In November 2007, Alliance talked to Fay Twersky, recently appointed to head up the Bill & Melinda Gates Foundation’s brand-new Impact Planning and Improvement Unit. Three and a half years later, Caroline Hartnell asked her newly appointed successor, Jodi Nelson, to what extent Bill and Melinda Gates’ original aims for the unit have been achieved. And what challenges does she face in her new role? One thing she emphasizes is the need to measure selectively and only when the results will actually be used to do something.
Fay Twersky told Alliance in 2007 that ‘Bill and Melinda want us to learn from everything we do … So we are putting in place systems of measuring results and feedback loops that will help us to learn in a continuous fashion and then use that learning to improve our grantmaking practices, using our resources most effectively, driving towards impact.’ To what extent has this been achieved?
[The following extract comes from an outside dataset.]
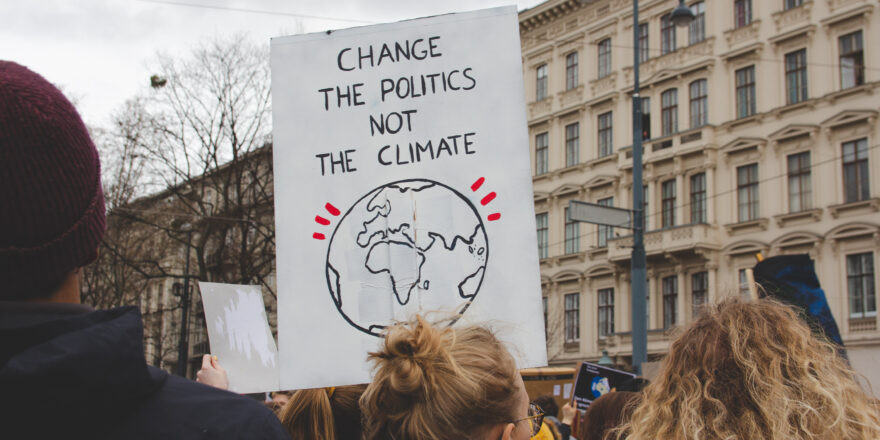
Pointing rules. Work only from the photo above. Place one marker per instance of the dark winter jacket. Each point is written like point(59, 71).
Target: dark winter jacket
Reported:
point(69, 372)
As is the case for all non-profits, getting measurement right is a perennial challenge. To define the challenge more specifically: how do you measure the results and evaluate the effectiveness of your work when data are scarce, there is no bottom-line metric against which success can be assessed, and no natural feedback loop that provides regular data on performance and incentivizes the use of data to make decisions? It would be naive for us to think we can solve it quickly given how much time and effort so many other organizations – other foundations, bilateral and multilateral donors, implementing agencies and other grantees – have put into it for decades. We are still a young foundation and lucky to be able to learn from what they have tried, and build on their successes.
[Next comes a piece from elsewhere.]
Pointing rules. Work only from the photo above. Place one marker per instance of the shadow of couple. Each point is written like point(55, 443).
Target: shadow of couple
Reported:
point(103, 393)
That said, there has been an enormous amount of progress in the last few years in understanding how best to measure success across the sectors the foundation works in – US education, global health and global development. You can see it in the emphasis that organizations increasingly place on data and evidence for decision-making. An example from the development community is that both the American and British bilateral aid agencies – USAID and DFID – have evaluation policies that emphasize the use of causal evidence to make decisions about how best to alleviate poverty in developing countries. There are heated debates among evaluators and pundits, and even high-level policy discussions, about which evaluation approaches are best suited for different contexts and different types of intervention. Most if not all organizations – both funding and implementing – have teams like ours that work to institutionalize best practice in planning and measurement. This is a far cry from the lack of attention that organizations paid to these essential competencies only a short time ago.
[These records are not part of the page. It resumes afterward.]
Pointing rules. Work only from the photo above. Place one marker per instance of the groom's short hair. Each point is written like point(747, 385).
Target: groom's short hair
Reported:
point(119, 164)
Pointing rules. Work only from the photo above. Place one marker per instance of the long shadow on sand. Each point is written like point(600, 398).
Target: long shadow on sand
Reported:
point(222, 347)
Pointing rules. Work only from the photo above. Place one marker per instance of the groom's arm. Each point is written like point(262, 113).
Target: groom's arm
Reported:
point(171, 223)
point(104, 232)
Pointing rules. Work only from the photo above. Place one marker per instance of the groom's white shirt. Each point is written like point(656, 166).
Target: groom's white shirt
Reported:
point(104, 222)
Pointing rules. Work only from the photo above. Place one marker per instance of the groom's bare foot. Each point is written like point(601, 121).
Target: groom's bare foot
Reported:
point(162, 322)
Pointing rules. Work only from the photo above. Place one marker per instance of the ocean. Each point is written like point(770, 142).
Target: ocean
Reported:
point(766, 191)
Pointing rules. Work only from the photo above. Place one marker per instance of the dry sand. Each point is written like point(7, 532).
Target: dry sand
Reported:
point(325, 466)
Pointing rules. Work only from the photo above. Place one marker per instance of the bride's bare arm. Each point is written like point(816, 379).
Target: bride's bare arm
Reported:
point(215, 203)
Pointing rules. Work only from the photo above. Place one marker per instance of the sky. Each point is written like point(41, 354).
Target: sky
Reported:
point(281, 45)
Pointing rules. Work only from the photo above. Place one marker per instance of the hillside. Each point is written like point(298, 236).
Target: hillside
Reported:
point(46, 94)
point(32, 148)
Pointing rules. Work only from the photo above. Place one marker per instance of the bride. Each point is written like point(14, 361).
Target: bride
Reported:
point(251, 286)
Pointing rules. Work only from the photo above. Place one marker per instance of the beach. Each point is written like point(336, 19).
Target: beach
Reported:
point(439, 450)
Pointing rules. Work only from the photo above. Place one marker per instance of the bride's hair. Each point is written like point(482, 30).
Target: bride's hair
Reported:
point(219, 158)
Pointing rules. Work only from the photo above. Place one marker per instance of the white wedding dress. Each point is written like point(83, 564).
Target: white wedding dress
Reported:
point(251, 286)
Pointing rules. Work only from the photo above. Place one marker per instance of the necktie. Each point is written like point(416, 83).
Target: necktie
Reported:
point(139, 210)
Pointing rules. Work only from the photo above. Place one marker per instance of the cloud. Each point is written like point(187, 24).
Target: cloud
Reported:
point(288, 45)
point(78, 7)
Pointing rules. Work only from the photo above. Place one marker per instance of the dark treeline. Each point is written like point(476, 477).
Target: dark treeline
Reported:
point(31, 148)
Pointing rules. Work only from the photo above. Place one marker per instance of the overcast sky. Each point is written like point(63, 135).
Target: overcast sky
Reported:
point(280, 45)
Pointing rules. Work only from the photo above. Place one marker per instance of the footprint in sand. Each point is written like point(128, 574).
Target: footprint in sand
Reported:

Jeff Raikes, the foundation’s CEO, brings a private sector lens to these discussions. He believes that we need to create feedback loops to bring into the foundation data about how we’re doing so we can continuously improve our work and make it more effective. A good example is the Center for Effective Philanthropy’s Grantee Perception Report. This was designed to get grantee feedback on foundation work and relationships, across a cohort of around 180 to 200 foundations. Given their essential role in our efforts, grantees’ perceptions are an important metric for us. We have been using the resulting data to improve the way we work with grantees, and continue to think about how to extend this type of measurement to other partners.
What do you see as the biggest challenges you face in the work of the Impact Planning and Improvement Unit?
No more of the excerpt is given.